Dataset Loading

The dataset.py module provides two specialised sampler classes designed for large-scale training on binary datasets that do not fit in RAM:

ChunkedRandomSampler: Loads data in large contiguous chunks from memory-mapped files, shuffles positions within each chunk, and yields mini-batches. RAM usage is proportional to the chunk size (typically 1-4 GB), not the total dataset size.
ExpertChunkedSampler: Extends the chunked sampler to filter positions by algorithmic expert label, used during Phase 2 to train each expert on its assigned subset.

Both samplers support multi-worker data loading via PyTorch's DataLoader with num_workers > 0.

Loss Functions

The loss.py module defines the training objective:

Component	Description
WDL Brier-style MSE	Mean squared error between predicted and target Win/Draw/Loss probabilities

Note: The network is trained directly to predict Win/Draw/Loss probabilities (which are converted to centipawns internally by the engine during search). Because routing is handled algorithmically during preprocessing, there is no need for a routing or load-balancing loss component during training.

Weight Export

After training, export.py converts the PyTorch state dict into the engine's flat binary weight format. The export script:

Loads the checkpoint and extracts all parameter tensors.
Quantises weights where appropriate.
Writes a flat binary file with a simple header + raw weight data.

The engine loads this file at startup and constructs the native C++ inference graph from the serialised weights.
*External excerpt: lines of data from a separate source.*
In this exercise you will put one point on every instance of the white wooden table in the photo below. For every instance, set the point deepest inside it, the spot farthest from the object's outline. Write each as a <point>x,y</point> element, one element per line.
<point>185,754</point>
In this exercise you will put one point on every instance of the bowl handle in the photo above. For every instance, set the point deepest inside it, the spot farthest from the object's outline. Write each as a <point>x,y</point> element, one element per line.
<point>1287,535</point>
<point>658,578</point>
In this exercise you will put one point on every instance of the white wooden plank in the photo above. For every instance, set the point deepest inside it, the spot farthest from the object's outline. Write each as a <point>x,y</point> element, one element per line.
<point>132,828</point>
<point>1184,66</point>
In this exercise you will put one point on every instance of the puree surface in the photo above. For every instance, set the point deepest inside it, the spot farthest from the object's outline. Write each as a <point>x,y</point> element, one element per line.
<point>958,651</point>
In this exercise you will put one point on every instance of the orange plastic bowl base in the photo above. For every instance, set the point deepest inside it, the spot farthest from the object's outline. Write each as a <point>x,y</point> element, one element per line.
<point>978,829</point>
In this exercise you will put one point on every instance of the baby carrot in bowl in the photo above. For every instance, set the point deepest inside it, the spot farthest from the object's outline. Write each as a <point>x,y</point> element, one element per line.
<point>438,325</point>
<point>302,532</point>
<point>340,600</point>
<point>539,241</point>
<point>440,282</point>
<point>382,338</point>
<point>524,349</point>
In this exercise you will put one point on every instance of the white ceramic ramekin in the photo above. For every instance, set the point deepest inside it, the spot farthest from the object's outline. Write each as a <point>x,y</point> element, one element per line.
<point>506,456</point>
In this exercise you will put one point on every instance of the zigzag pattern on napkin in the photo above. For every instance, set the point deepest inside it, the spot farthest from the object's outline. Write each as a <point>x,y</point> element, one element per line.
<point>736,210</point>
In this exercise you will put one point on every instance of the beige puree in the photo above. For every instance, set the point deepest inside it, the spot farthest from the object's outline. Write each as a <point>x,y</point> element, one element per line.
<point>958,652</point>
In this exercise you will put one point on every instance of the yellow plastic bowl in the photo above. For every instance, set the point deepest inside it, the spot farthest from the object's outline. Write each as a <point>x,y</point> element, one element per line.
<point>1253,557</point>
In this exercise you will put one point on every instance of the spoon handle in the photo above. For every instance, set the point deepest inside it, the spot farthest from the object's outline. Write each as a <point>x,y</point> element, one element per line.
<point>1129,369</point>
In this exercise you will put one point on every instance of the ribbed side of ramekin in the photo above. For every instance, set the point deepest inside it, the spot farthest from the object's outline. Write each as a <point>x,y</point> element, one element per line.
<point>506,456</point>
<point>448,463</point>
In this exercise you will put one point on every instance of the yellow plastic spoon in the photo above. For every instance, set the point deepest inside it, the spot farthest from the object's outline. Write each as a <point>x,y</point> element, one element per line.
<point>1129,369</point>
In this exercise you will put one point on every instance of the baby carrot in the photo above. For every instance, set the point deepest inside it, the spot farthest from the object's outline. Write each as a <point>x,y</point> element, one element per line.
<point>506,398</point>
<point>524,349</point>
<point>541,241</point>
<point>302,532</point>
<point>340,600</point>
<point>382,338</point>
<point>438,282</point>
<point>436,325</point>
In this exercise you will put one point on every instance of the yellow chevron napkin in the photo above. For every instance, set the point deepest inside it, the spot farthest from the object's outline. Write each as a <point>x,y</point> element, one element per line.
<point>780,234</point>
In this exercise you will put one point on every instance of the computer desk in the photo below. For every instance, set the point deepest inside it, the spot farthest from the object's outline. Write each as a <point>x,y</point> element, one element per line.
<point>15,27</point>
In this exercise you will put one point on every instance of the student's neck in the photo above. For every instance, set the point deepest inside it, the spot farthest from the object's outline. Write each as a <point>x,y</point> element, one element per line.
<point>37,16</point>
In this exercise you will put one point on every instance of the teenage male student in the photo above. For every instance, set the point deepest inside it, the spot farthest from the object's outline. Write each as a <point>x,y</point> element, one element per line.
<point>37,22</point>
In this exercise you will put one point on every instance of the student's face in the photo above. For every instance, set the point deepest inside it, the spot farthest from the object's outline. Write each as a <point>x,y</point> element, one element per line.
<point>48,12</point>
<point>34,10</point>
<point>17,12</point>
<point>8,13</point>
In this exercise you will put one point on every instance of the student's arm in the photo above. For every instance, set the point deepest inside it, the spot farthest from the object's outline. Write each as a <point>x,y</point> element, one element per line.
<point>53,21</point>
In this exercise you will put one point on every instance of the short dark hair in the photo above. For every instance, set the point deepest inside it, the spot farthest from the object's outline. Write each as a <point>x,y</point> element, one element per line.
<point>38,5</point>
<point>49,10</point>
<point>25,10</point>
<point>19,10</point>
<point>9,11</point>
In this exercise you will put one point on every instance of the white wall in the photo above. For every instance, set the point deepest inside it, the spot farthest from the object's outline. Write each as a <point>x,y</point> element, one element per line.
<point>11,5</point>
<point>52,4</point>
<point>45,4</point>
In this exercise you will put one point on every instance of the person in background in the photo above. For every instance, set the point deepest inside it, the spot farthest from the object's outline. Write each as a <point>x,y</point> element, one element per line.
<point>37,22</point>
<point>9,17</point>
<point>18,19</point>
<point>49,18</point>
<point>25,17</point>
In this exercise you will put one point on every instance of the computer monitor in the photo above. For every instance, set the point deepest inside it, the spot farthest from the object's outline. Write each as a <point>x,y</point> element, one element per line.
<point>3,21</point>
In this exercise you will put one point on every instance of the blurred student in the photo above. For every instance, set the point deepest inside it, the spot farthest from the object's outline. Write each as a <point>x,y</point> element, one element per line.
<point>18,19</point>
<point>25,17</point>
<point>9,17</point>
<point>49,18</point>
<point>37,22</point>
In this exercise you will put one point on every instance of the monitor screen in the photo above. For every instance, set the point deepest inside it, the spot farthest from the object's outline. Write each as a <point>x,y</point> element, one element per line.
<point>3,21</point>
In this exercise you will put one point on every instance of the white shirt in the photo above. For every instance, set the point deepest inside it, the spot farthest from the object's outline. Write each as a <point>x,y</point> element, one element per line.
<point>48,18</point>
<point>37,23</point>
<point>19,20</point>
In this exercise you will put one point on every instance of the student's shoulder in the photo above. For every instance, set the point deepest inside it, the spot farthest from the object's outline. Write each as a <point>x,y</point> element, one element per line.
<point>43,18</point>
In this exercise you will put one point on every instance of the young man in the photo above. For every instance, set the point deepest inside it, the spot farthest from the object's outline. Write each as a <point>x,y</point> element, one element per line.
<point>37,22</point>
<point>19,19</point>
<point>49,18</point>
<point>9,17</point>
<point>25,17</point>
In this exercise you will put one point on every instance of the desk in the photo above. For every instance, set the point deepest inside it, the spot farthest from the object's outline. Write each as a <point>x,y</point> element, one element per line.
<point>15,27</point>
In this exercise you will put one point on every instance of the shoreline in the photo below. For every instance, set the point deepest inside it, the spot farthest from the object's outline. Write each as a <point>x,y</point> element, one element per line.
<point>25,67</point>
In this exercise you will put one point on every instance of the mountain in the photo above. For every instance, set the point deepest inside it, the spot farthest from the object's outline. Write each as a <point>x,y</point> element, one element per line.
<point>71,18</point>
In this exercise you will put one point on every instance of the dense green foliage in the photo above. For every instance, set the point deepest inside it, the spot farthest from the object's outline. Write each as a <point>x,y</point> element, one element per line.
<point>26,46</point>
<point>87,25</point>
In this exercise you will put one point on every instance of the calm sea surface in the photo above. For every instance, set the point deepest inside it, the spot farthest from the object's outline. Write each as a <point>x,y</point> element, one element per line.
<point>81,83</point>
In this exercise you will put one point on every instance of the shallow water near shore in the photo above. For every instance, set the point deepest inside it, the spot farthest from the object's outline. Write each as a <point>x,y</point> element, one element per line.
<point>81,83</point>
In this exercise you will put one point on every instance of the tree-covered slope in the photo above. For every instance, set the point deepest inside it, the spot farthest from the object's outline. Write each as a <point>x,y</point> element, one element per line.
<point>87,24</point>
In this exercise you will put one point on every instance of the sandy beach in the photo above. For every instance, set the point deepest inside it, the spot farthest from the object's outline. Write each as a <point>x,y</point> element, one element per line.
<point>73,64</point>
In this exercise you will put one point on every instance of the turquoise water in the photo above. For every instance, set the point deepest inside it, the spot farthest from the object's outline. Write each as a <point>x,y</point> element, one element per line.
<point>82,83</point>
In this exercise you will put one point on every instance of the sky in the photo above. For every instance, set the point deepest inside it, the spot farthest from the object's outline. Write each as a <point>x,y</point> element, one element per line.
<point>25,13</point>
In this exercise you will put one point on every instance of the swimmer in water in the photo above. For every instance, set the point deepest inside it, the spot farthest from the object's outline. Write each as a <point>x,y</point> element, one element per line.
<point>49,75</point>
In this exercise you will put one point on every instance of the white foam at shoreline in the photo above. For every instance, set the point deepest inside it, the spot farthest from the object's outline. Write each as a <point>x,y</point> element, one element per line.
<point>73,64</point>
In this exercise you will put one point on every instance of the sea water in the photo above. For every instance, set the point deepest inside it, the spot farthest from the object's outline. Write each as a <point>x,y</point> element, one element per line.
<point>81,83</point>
python export.py --checkpoint checkpoints/model_finetune_phase4_final.pt --output weights.bin

Experiment Tracking

Training supports optional Weights & Biases integration for logging loss curves, learning rate schedules, expert utilisation histograms, and gradient norms. Enable it with the --wandb flag:

python train.py --phase 1 --wandb --project io-chess --data_dirs /data/chess

Tracked metrics include:

Metric	Description
train/loss	Total training loss
train/wdl_loss	WDL cross-entropy component
val/loss	Validation loss (computed every N steps)
lr	Current learning rate